American stand-up comedian (born 1969)

Ted Alexandro (born January 26, 1969) is an American stand-up comedian from New York City. He has appeared on most late night talk shows and has had his own half-hour specials on Comedy Central. Alexandro cites Louis C.K. as a mentor.

== Early life and education ==
Alexandro is a native of Bellerose, Queens, New York, and he attended St. Francis Preparatory School. His father was a New York City Public School teacher in Brooklyn for 30 years, and his mother worked in the home, raising five kids. She taught high school religion, health and sex education. Alexandro went to City College of New York, with a major in music with a concentration in jazz piano. He later transferred to Queens College, where he obtained a master's degree in elementary education. At Queens College, he did sketch comedy with Hollis James. Alexandro graduated from Queens College in 1994.

== Biography ==
Upon graduating, he taught elementary school music for five years and performed comedy at night. Since then, Alexandro has appeared on the Late Show with David Letterman, Late Night with Conan O'Brien, Jimmy Kimmel Live!, The Late Late Show with Craig Ferguson, Dr. Katz, The Rob and Joe Show and two half-hour Comedy Central Presents specials. He has also appeared on Oz, Louie and Inside Amy Schumer.

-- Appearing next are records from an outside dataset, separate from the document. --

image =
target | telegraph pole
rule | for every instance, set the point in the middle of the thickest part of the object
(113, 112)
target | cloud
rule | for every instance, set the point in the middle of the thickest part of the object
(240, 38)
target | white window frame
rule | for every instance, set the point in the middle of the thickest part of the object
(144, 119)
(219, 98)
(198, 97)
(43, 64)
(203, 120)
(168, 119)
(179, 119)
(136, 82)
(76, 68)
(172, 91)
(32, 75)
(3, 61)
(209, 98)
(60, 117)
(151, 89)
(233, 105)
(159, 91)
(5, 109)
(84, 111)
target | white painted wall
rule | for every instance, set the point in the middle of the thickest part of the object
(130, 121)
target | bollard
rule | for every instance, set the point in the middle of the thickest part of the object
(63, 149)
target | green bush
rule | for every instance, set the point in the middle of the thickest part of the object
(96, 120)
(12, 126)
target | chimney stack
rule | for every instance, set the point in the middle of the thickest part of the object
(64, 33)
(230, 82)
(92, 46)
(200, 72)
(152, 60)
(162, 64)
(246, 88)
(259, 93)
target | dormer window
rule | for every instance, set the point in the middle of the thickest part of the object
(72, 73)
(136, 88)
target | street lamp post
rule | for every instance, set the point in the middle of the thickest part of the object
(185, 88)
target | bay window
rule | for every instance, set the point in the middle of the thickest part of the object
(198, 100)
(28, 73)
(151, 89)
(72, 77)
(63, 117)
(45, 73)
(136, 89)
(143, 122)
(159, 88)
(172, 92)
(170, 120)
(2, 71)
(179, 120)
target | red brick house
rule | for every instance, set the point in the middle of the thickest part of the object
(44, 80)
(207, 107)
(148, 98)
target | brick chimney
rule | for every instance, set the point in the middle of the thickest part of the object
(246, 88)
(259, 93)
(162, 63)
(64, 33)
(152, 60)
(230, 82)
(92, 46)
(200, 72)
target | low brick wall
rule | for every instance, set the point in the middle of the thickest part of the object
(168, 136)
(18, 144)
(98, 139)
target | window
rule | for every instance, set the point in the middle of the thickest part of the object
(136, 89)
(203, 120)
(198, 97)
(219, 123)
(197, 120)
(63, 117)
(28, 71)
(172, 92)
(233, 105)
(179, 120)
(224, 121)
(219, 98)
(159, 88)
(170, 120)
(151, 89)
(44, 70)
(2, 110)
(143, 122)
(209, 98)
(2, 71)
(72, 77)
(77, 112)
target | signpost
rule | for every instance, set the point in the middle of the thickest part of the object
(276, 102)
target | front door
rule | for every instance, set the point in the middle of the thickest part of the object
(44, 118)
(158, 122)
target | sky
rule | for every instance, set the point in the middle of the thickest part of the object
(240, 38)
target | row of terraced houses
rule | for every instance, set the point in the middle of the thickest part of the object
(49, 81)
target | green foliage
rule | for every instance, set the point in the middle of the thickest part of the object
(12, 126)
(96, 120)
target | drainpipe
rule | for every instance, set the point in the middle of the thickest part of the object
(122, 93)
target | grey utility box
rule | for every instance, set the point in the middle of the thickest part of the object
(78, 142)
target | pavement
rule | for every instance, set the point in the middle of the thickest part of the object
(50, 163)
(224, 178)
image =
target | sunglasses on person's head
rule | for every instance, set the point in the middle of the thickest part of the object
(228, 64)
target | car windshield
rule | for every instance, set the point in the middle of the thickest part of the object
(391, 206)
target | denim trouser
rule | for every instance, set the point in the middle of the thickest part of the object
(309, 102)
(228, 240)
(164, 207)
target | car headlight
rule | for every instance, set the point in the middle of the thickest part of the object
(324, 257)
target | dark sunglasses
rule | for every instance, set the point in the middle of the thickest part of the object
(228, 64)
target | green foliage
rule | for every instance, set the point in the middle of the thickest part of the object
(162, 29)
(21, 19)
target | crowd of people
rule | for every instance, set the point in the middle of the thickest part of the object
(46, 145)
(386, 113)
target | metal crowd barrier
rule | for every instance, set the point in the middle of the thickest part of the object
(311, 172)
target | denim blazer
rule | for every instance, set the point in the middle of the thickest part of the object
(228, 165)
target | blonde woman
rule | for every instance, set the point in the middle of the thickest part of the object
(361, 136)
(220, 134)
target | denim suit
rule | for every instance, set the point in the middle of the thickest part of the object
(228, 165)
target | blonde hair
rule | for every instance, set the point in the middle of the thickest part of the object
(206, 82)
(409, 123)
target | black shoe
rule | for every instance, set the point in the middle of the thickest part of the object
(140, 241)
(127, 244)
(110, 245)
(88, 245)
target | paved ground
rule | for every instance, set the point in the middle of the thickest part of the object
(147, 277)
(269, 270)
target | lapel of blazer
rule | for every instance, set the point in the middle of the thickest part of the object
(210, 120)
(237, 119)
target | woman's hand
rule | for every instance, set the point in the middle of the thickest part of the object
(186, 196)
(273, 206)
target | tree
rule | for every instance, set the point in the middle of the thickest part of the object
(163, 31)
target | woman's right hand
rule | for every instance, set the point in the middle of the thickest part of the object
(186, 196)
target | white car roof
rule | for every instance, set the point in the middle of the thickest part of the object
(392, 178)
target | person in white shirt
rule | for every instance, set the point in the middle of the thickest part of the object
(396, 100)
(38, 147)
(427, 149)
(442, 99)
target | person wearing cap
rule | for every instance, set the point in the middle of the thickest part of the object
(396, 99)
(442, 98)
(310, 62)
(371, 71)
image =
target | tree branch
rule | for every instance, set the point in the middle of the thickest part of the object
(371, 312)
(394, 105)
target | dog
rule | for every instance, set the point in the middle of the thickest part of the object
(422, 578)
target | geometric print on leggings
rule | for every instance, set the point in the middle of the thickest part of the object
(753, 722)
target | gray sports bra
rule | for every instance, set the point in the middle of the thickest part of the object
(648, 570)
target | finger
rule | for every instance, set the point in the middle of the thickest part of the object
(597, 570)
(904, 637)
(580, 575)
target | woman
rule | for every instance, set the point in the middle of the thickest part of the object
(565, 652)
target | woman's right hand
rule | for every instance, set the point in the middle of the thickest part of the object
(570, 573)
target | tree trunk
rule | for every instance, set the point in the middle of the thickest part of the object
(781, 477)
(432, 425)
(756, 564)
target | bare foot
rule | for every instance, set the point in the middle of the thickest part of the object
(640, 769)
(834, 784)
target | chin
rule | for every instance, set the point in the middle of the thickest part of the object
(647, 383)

Time Out NY listed Ted as one of 21 New York Comedy Scene Linchpins: "As a comic, Ted Alexandro is a New York fixture as firm as bedrock."

In a career spanning over twenty years he has opened for Chuck Berry, Smokey Robinson, Louis C.K., Lewis Black, Craig Ferguson, Dennis Miller, Joan Rivers, and Jim Gaffigan.

Ted was one of the founders of The New York Comedians Coalition, which raised the pay for comedians in NYC comedy clubs.

He has been very active with the Occupy Wall Street movement and he is one of the founders of Occupy Astoria Long Island City.

His latest project is the comedy web series Teachers Lounge which he is independently produced and wrote with his partner and co-star Hollis James, and which featured Lewis Black, Jim Gaffigan, Dave Attell, Judah Friedlander, Jim Norton, Judy Gold, Todd Barry, Rachel Feinstein, Michael Che, and musician Ted Leo as teachers hanging out in the teachers lounge of an elementary school. In 2014, Teachers Lounge won two Cynopsis Digital Media Awards: Best New Comedy Web Series and Jim Gaffigan for Best Guest Appearance in a Comedy Web Series.

In 2020, Alexandro released the Stay At Home special on YouTube.